The BBC World Service, perhaps still the world’s most respected source of broadcast news, is having to sack significant news-gathering staff, and risk its reputation for world-class journalism, in order to achieve token annual savings of less than £50m, a sum equivalent to a mere handful of top bankers’ bonuses; and as for the decision of Newcastle City Council to stop funding arts organisations altogether – well, that will save about £1.5m a year, or about an eighth of a “rebekah”, as any sum around £10m should perhaps now be known.

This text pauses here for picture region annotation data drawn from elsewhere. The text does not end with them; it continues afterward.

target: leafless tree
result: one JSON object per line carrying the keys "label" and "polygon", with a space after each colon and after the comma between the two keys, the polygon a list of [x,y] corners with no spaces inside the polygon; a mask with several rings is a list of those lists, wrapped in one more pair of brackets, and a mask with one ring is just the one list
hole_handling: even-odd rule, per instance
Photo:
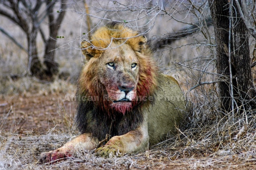
{"label": "leafless tree", "polygon": [[[252,65],[250,56],[252,53],[256,58],[256,48],[253,52],[249,50],[256,37],[255,3],[238,0],[96,0],[89,5],[90,13],[81,8],[75,10],[92,19],[90,31],[99,25],[114,21],[147,34],[158,55],[156,57],[165,65],[168,65],[166,62],[176,59],[170,56],[175,50],[191,49],[191,54],[195,54],[173,63],[182,71],[184,68],[194,71],[186,73],[197,79],[187,80],[191,90],[201,88],[206,94],[204,86],[212,85],[211,88],[218,91],[220,107],[226,113],[256,108],[251,70],[255,64]],[[176,25],[180,26],[175,27]],[[90,34],[84,34],[81,39],[86,39]],[[189,38],[186,44],[175,43],[177,40]],[[166,61],[162,58],[164,56],[172,60]]]}
{"label": "leafless tree", "polygon": [[[64,9],[66,8],[66,1],[0,0],[0,14],[17,24],[24,31],[27,36],[27,47],[24,47],[16,40],[8,30],[0,27],[0,31],[27,53],[29,72],[40,78],[50,79],[58,72],[58,64],[54,60],[54,49],[58,31],[65,14]],[[41,23],[46,19],[49,33],[41,28]],[[38,56],[36,38],[38,33],[44,44],[44,63],[46,69],[43,68],[43,64]]]}

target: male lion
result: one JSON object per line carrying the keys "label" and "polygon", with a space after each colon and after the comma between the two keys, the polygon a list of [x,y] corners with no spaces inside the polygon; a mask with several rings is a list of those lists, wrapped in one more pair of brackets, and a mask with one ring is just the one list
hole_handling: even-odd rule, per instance
{"label": "male lion", "polygon": [[86,60],[76,94],[81,135],[41,153],[41,162],[72,156],[77,149],[96,149],[107,134],[111,138],[95,150],[97,156],[143,152],[168,132],[175,133],[183,118],[186,102],[179,84],[160,73],[145,36],[113,22],[90,39],[81,43]]}

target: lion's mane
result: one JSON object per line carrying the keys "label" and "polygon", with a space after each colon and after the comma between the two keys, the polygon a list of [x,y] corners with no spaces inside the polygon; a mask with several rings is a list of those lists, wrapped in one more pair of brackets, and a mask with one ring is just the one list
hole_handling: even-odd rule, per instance
{"label": "lion's mane", "polygon": [[[145,36],[122,24],[112,22],[97,30],[89,40],[83,41],[81,48],[87,61],[93,58],[96,61],[101,60],[104,49],[113,42],[129,45],[137,57],[139,70],[137,96],[153,96],[157,87],[158,69],[152,61],[152,51]],[[143,120],[141,106],[151,104],[148,101],[136,100],[133,101],[131,110],[123,115],[112,109],[104,100],[103,95],[107,94],[105,88],[96,73],[101,66],[96,63],[86,63],[78,77],[76,122],[81,133],[92,133],[101,140],[106,134],[120,135],[135,129]],[[83,96],[98,98],[83,101]]]}

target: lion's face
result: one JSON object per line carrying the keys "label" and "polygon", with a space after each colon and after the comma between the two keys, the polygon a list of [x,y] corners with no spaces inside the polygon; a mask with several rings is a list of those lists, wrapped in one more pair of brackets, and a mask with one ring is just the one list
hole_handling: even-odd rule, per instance
{"label": "lion's face", "polygon": [[94,104],[108,114],[111,108],[125,114],[141,103],[140,97],[153,94],[157,68],[145,36],[112,23],[90,39],[81,42],[86,64],[79,78],[78,94],[99,96]]}
{"label": "lion's face", "polygon": [[104,50],[100,58],[98,75],[109,104],[124,114],[136,99],[139,69],[136,55],[129,45],[114,44]]}

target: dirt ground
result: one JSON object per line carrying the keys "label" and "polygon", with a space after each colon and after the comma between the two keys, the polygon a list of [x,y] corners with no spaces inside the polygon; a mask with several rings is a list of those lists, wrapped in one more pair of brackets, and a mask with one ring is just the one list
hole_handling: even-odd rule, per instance
{"label": "dirt ground", "polygon": [[53,165],[39,164],[37,161],[41,153],[60,147],[77,134],[73,124],[75,102],[64,101],[65,95],[27,94],[1,96],[0,169],[256,168],[254,157],[245,159],[241,154],[227,155],[224,157],[227,162],[223,162],[223,157],[211,156],[206,153],[207,151],[201,150],[202,154],[195,154],[192,148],[190,151],[182,151],[181,148],[170,146],[170,143],[152,148],[144,153],[121,158],[97,157],[93,153],[81,151],[76,158]]}
{"label": "dirt ground", "polygon": [[37,94],[2,97],[1,132],[40,135],[54,128],[63,128],[63,116],[73,121],[75,113],[75,102],[64,101],[64,94]]}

Nor is there much doubt in the minds of most centre-left observers that wealth inequality in the UK has reached seriously damaging levels, across our public life. The proportion of the national wealth being channelled away to offshore tax havens is fast becoming a public scandal. The incompatibility between huge wealth inequalities and a functioning system of representative democracy becomes ever more obvious, as wealthy donors buy up the allegiance of political parties and MPs.

And it is instructive, too, to try the parlour game of observing British public debate for a week or two, and trying to assess just how many voices you hear that do not come from that top 1 per cent – ie people earning £150,000 a year or more, often with a range of political views to match.

So what is to be done? Well, in the widest historical perspective, a challenge to these reactionary terms of debate is bound to come eventually, from one source or another. Human societies can only bear so much injustice and inequality before something snaps. In the 1930s, a failed approach to economic depression among European governments led eventually to the biggest and most destructive war humankind has yet seen; it took a trauma on that scale to spawn the new global finance system created at Bretton Woods, and the more equal and self-consciously egalitarian western society of the decades between 1945 and 1975.

Yet for the moment, our politics seems incapable either of transforming any existing party into a genuine movement for renewed social injustice, or of generating new movements with the organisational power to change the debate. Even the SNP, here in Scotland, tends to mince its words when it comes to challenging the cult of extreme profit and unearned privilege among 21st century leaders of business and finance. And if we want to avoid the terrible human suffering and agony implied in the phrase, “it will have to get worse before it gets better”, then we need to become much more inventive, both politically and culturally, about what may prove the key task of the first half of the 21st century: the task of moving towards a more just, democratic and sustainable global economy, without first passing through the nightmare of social collapse and destruction that history should – if we have any wisdom at all – have taught us to avoid.